Oktober 1988

  • 23.10.88

    Es scheint eine von Heidegger-Adepten immer wieder gemachte Erfahrung zu sein, daß man beim Lesen glaubt etwas zu begreifen, das sich dann wieder verflüchtigt, eine Erfahrung, die zweifellos süchtig machen kann. Und Heidegger-Adepten erwecken nicht selten den Eindruck von Süchtigen.

    Das scheint zusammenzuhängen mit (offensichtlich von Heidegger selber) undurchschauten Tricks, zu denen H. gezwungen ist, und in die er seinen ganzen analytischen Scharfsinn legt, die nichts anderes bezwecken, als den Schein aufrechtzuerhalten, Reflexionsbegriffe seien fähig, ein An sich auszudrücken. Ein lernfähiger und lernbereiter Blick in Hegels Logik hätte genügt, diesen Schein aufzulösen.

  • 22.10.88

    Heideggers Philosophie ist ein Modellfall für die Mechanismen von Projektion und Verleugnung: Das Fascinosum, vom Begriff des Seins über Kategorien wie Eigentlichkeit, Entschlossenheit u.ä., ist der Duftstoff, der genau in die Bereiche herein(ver-)führt, die er dann diskriminiert. Die Bindung, die ihre Anhänger fesselt, besteht aus einer ebenso trüben wie wirksamen Mischung aus Selbsterhöhung und Selbstverachtung (verdrängter Schuld); es ist die gleiche Bindung, die den Zusammenhang des Mythos herstellt und definiert. Charakteristisch das Verhältnis zur Schuld: Es gibt keine Unschuld; soweit es Schuld gibt, ist sie infolge des projektiven Denkens nicht zurechenbar. Hier sind die gleichen Mechanismen wirksam, die nach dem Krieg geholfen haben, den Faschismus zu verdrängen.

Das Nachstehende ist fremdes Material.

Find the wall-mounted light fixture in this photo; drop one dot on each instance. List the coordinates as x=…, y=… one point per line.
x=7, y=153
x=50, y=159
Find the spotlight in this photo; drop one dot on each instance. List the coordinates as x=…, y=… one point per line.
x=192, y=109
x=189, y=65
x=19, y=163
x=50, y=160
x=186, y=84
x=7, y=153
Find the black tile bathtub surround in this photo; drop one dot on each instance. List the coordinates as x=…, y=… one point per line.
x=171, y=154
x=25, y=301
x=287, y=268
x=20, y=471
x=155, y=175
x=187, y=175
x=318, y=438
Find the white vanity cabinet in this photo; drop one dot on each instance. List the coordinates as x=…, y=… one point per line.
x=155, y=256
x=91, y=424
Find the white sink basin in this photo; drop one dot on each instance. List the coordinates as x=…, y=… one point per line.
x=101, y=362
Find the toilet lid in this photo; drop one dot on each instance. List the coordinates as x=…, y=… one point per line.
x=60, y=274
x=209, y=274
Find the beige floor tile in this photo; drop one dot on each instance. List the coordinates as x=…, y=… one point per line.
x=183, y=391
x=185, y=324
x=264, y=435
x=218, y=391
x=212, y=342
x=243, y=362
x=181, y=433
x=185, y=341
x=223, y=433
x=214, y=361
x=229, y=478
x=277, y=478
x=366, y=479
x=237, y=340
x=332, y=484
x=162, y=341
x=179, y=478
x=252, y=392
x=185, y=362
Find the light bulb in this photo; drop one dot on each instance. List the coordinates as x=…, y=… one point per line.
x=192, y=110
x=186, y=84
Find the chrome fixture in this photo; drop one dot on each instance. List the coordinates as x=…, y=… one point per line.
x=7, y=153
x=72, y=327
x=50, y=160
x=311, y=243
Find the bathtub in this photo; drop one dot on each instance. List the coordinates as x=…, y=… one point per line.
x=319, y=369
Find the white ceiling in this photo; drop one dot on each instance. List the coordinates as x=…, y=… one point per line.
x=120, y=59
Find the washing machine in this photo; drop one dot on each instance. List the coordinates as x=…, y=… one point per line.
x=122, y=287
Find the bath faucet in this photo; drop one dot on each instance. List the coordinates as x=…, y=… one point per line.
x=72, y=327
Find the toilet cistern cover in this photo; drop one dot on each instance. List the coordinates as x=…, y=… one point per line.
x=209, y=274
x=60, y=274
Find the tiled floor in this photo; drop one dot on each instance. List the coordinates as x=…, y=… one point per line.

    Die gleichen Konstellationen durchziehen die gesamte Geschichte der Philosophie: Heidegger macht gleichsam den Geburtsfehler der Philosophie zu ihrem einzigen Inhalt. Es ist der gleiche Zusammenhang, aus dessen Kritik F.R. seine Philosophie gewinnt. Hier liegt die einzige Gemeinsamkeit beider.

  • 19.10.88

    Das Bilderverbot ist der Kern einer opferfreien Religionslehre. Das Opfer selber ist nämlich nur das Bild der Beziehung der Sprache zur Wahrheit: Wenn diese Beziehung rein hergestellt ist, bedarf es des Opfers nicht mehr. Diese Beziehung schließt aber „Barmherzigkeit“, parakletisches Denken, m.a.W. eine Beziehung zum Objekt mit ein, die sowohl die Anklage als auch das richtende Urteil unterläuft, die die Verteidigung des Schwachen, Unterdrückten, Bedrängten, Zu-kurz-Gekommenen zu ihrer eigenen Sache macht: den Heiligen Geist. Das Bilderverbot ist identisch mit dem Verbot der „Sünde wider den Heiligen Geist“. (Bekenntnis und Verinnerlichung des Opfers.)

  • 17.10.88

    Es ist ein Unterschied ums Ganze, ob Zukunftserwartungen aus der Sicht des Zuschauers oder der des moralisch Betroffenen, der Verantwortung erwachsen. Die Sicht des Zuschauers ist die mythische, die des Betroffenen eine unendlich belastete und die befreiende zugleich.

    Mythisch ist der Staat, zu dessen Existentialien das Schicksal, das Recht und das Wissen gehören.